Selon un rapport parlementaire britannique, l’indépendance de l’Ecosse forcerait la Royal Navy à abandonner sa base de Faslane où sont basés ses sous-marins nucléaires lanceurs d’engins et où elle prévoit de déplacer ses SNA.

Les parlementaires reconnaissent que les SNLE britanniques et leurs missiles pourraient quitter leur base écossaise moins de 15 jours après l’indépendance. Mais la construction — au sud de la nouvelle frontière — d’installations de remplacement pourrait prendre jusqu’à 20 ans, contraignant le gouvernement britannique à un « désarmement nucléaire unilatéral ».

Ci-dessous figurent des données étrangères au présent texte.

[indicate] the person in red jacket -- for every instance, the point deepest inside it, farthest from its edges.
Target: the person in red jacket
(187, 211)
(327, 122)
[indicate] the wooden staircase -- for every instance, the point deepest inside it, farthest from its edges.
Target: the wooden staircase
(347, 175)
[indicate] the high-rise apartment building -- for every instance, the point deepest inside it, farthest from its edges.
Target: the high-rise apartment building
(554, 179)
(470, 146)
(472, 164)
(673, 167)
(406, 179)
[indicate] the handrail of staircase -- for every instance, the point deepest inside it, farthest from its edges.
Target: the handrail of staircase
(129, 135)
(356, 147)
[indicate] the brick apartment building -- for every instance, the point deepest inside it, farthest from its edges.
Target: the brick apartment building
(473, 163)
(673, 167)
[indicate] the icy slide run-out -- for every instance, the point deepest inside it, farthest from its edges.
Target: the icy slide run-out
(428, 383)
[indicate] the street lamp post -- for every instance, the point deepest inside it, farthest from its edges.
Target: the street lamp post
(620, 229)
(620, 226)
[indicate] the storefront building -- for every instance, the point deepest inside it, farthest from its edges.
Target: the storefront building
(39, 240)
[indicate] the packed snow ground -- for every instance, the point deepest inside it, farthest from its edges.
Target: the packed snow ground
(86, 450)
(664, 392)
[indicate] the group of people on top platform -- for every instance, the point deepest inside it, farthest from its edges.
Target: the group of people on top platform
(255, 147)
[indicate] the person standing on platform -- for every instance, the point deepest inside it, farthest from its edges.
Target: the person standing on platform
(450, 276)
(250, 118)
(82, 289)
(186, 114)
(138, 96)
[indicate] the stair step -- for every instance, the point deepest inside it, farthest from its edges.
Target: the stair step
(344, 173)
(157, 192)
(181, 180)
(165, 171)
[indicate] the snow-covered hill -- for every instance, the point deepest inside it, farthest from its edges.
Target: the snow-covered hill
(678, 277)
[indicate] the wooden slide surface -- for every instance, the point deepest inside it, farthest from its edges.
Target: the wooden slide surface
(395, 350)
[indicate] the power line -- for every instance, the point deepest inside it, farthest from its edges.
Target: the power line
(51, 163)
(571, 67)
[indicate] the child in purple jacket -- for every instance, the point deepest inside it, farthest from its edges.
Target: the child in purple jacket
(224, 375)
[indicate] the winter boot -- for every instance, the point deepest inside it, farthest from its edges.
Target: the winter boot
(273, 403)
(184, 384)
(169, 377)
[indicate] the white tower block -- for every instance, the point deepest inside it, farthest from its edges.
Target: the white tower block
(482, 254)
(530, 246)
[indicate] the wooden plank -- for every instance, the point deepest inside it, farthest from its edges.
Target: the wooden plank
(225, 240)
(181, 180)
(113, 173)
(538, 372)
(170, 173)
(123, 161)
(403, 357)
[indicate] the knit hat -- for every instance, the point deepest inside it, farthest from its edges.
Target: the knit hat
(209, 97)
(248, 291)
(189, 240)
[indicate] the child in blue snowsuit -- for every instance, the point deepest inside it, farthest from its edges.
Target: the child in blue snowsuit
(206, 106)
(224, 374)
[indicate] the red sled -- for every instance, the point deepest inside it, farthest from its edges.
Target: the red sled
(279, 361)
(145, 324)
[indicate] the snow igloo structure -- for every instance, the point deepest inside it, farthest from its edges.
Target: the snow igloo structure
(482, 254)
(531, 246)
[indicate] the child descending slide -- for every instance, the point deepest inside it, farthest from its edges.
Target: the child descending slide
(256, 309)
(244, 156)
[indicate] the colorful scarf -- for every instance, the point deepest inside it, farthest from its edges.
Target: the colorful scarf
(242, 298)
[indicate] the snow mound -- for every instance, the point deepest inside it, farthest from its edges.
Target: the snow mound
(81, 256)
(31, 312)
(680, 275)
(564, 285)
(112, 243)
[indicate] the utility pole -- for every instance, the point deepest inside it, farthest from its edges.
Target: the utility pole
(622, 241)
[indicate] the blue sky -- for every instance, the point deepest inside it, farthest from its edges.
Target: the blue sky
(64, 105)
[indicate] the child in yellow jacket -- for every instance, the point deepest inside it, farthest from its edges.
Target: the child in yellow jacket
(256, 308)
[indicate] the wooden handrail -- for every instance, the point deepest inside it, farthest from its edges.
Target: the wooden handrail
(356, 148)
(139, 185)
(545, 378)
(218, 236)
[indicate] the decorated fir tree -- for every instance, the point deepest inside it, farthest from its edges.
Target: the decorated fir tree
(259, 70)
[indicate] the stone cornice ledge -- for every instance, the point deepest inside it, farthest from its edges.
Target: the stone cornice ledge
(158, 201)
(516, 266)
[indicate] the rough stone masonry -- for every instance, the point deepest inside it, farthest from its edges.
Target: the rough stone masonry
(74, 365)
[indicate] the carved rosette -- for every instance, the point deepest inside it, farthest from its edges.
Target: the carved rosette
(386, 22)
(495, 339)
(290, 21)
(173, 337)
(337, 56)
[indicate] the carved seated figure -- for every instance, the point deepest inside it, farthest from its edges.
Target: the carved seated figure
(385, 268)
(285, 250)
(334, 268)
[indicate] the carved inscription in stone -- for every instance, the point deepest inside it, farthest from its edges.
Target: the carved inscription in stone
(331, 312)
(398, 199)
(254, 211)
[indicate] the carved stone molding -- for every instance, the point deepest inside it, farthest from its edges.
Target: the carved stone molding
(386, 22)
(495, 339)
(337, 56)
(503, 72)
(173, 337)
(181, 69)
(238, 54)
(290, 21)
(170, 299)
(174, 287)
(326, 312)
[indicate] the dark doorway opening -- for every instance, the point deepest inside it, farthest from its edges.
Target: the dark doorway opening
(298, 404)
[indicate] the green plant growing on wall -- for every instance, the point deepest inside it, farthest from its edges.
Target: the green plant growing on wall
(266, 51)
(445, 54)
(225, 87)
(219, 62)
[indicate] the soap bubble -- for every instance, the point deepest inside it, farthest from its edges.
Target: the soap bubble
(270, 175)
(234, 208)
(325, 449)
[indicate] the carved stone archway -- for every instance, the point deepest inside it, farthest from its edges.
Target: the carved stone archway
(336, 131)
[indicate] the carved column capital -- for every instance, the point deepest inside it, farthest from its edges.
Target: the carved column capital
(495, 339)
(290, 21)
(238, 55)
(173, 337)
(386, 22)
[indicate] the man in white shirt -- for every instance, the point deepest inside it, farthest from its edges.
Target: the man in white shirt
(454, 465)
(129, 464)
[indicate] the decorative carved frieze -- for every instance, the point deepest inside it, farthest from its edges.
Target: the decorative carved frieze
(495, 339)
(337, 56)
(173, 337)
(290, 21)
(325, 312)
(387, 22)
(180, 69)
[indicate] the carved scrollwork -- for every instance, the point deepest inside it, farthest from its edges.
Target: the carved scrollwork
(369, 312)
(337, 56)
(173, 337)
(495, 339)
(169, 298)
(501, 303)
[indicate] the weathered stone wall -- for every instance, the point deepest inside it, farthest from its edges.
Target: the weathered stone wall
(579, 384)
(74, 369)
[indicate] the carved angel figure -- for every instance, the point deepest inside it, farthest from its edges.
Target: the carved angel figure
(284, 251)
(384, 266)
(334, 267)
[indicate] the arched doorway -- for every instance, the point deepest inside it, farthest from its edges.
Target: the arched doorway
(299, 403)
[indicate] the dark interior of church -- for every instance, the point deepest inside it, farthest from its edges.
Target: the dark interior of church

Les parlementaires soulignent qu’il est très improbable qu’une Ecosse indépendante autorise les SNLE à rester en Ecosse, et que les baser à l’étranger serait politiquement dangereux.

Une solution possible serait de parvenir à un accord qui permettrait de continuer à utiliser les bases écossaises en attendant de trouver une solution permanente ailleurs et d’y construire les installations nécessaires.

Les parlementaires indiquent toutefois que, bien qu’il y ait plusieurs sites possibles en Angleterre et au Pays de Galle, tous ont des inconvénients qui les rendent inutilisables ou très couteux à convertir pour les SNLE.

Le ministère britannique de la défense a déclaré aux parlementaires qu’il n’avait préparé aucun plan pour l’éventualité d’une victoire de l’indépendance lors du référendum prévu pour l’automne 2014, et qu’il poursuivait son projet de déplacer toute la flotte de sous-marins nucléaires d’attaque vers l’Ecosse d’ici 2017.

La base de Faslane pourrait compter jusqu’à 7.500 personnes en 2022, en ajoutant les installations de stockage des missiles à Coulport. Déplacer le tout devrait couter plus de 3,5 milliards £.

Pour les parlementaires, il est urgent que les 2 parties discutent et rendent public les conséquences du déplacement de la force de dissuasion nucléaire, afin que les électeurs puissent prendre une décision éclairée lors du referendum.